Il piccolo Dubai terrorizza le grandi Borse. L’Emirato arabo che negli ultimi cinque anni si è trasformato nell’Eldorado del turismo di lusso e ha realizzato i più mirabolanti progetti immobiliari è al collasso. Mercoledì la società statale Dubai World, 59 miliardi di debiti, ha chiesto ai suoi creditori di potere rinviare «almeno fino al 30 maggio 2010» il pagamento di tre bond, da 5,5 miliardi di dollari complessivi, di due sue aziende immobiliari controllate. Una di queste è Nakheel, 4,5 miliardi di dollari di bond in scadenza, che tra le sue costruzioni vanta la Palm Island Jumeirah, una colossale isola artificiale a forma di palma. L’altra è la Limitless, incapace di risarcire gli 1,2 miliardi di dollari avuti in prestito per realizzare i suoi progetti, compreso un canale di 75 chilometri che vorrebbe collegare l’isola a forma di palma a Dubai City.Il sistema messo insieme dallo sceicco Bin Rashid Al-Maktoum, che regna sull’Emirato, prevedeva di compensare la povertà petrolifera della sua terra con gli introiti del turismo di lusso. Ha funzionato finché l’economia mondiale non è entrata in crisi, poi il sogno arabo è finito. In questo momento Dubai non può sperare negli aiuti pubblici, perché i 59 miliardi di debito di Dubai World valgono il 70% dell’intero debito pubblico dell’emirato. Abu Dhabi, la capitale degli Emirati Arabi, ha già concesso 10 miliardi di dollari di aiuti, e si rifiuta di fare di più. Chi ha prestato i soldi che hanno finanziato l’impressionante sviluppo immobiliare di Dubai rischia di perdere gran parte del suo credito. L’agenzia Bloomberg ha fatto i nomi delle banche più esposte: tre sono inglesi – Royal Bank of Scotland, Barclays, Hsbc, Lloyds – una è svizzera, Credit Suisse.Spaventati, gli investitori europei ieri hanno cercato di liberarsi dei titoli delle banche più a rischio e delle aziende legate alla finanza araba, tra cui Porsche (-5%), Eads (-3,8%) e la stessa società Borsa di Londra (-7,2%). Tutti gruppi con una forte partecipazione di fondi di Stato degli Emirati. L’indice continentale DjStoxx600 è sceso del 3,2%, i mercati hanno bruciato 160 miliardi di euro.
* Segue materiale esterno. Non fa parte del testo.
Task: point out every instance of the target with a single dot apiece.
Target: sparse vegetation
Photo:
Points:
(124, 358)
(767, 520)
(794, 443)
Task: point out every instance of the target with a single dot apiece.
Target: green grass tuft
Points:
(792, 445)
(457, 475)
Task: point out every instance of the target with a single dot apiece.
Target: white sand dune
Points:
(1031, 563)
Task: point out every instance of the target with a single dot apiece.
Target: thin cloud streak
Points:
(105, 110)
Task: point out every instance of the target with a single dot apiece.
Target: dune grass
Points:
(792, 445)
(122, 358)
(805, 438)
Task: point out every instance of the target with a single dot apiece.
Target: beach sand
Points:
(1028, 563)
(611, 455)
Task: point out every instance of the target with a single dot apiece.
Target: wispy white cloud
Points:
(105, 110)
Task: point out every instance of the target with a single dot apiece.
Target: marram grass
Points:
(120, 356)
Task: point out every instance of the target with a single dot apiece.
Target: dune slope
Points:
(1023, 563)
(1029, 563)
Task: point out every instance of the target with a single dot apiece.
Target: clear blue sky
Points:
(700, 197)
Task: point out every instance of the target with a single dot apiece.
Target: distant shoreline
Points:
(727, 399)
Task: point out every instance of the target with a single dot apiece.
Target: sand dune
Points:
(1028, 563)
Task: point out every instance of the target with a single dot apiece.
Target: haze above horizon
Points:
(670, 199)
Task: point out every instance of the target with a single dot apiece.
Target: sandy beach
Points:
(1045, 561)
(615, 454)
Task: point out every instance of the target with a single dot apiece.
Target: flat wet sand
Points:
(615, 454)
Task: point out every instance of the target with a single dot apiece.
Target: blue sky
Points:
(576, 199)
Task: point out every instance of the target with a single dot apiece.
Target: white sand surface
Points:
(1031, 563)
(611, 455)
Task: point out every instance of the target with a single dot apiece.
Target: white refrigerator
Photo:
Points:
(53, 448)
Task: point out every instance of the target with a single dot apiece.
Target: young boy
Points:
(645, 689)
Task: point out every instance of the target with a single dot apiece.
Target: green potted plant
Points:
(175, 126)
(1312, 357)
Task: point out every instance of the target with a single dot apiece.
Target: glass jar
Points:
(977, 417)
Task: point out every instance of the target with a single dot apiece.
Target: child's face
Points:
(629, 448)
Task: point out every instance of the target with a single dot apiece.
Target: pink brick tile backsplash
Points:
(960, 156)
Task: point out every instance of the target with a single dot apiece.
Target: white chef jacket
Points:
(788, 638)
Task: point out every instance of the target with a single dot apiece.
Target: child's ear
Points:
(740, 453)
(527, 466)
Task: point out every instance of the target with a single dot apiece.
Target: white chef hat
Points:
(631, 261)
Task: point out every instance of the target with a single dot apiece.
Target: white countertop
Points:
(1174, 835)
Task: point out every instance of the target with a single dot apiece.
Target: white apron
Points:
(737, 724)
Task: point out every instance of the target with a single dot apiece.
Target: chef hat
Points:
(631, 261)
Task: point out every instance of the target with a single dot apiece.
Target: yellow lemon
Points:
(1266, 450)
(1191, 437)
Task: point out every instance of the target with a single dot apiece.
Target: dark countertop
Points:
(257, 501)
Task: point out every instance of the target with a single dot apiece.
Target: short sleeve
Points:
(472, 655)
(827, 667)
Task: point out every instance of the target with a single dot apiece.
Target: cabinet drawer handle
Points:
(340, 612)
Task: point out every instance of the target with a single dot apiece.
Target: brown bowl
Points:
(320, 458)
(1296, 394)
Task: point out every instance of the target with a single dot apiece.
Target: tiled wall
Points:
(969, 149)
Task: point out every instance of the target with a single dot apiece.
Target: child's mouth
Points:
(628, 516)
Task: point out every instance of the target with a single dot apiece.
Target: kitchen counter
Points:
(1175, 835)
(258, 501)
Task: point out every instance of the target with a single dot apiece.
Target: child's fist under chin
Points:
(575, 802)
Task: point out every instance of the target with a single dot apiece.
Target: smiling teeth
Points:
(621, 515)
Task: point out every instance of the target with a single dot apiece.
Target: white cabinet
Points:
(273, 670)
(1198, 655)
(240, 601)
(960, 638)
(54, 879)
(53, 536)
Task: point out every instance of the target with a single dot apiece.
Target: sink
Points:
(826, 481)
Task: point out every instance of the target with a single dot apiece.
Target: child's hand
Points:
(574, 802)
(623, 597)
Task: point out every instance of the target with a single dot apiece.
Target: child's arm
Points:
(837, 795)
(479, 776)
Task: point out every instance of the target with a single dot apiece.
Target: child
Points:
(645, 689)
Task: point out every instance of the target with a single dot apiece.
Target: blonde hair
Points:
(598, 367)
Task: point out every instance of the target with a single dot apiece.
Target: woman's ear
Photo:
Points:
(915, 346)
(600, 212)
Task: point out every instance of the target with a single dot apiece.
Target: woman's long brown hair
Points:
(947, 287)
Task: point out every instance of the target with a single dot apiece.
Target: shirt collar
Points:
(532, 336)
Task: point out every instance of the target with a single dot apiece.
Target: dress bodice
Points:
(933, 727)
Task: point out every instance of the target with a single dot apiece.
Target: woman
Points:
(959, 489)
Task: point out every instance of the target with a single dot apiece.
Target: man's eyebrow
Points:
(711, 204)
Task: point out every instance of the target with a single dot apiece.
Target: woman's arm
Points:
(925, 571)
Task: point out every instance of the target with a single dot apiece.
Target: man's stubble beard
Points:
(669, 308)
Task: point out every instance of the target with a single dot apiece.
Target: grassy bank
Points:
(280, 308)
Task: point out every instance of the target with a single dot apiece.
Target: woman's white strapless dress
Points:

Milano è stata la piazza peggiore (-3,6%), Londra e Francoforte hanno lasciato il 3,2%, Parigi il 3,4%. Nell’incertezza ci si è rifugiati sugli strumenti più sicuri: Bund tedeschi e oro, salito al nuovo record di 1.195 dollari l’oncia.
L'Italia non rischia. Per le banche italiane, comunque, il rischio di crac per Dubai non dovrebbe rappresentare una minaccia. L'esposizione del sistema Italia verso la holding che gestisce il debito di Dubai "è molto contenuta", come assicura il direttore generale di Banca d'Italia, Fabrizio Saccomanni, a margine di un evento all'Abi. La situazione "non desta alcuna preoccupazione" per il nostro Paese, ha continuato Saccomanni. "Non ci sono problemi", insiste, per quanto riguarda il sistema Italia. Quanto invece alle possibili turbolenze sui mercati finanziari che potrebbero derivare da un default, Saccomanni si mostra più cauto:" Bisogna vedere cosa succede".
La situazione critica è quella inglese. Intanto ad essere più esposte nei confronti degli Emirati Arabi Uniti (e per la precisione per un ammontare complessivo di 49,5 miliardi di dollari) sono le banche americane. Lo afferma la Royal Bank of Scotland in un rapporto che si basa sui dati della Banca dei Regolamenti Internazionali, sottolineando che a giugno 2009 il totale dei prestiti delle banche europee al Paese del Golfo ammontavano a 87,3 miliardi di dollari. Rbs - riferisce l'agenzia Bloomberg - ha inoltre precisato che questi dati non includono i bond e che non sono disponibili le cifre che riguardano solo Dubai.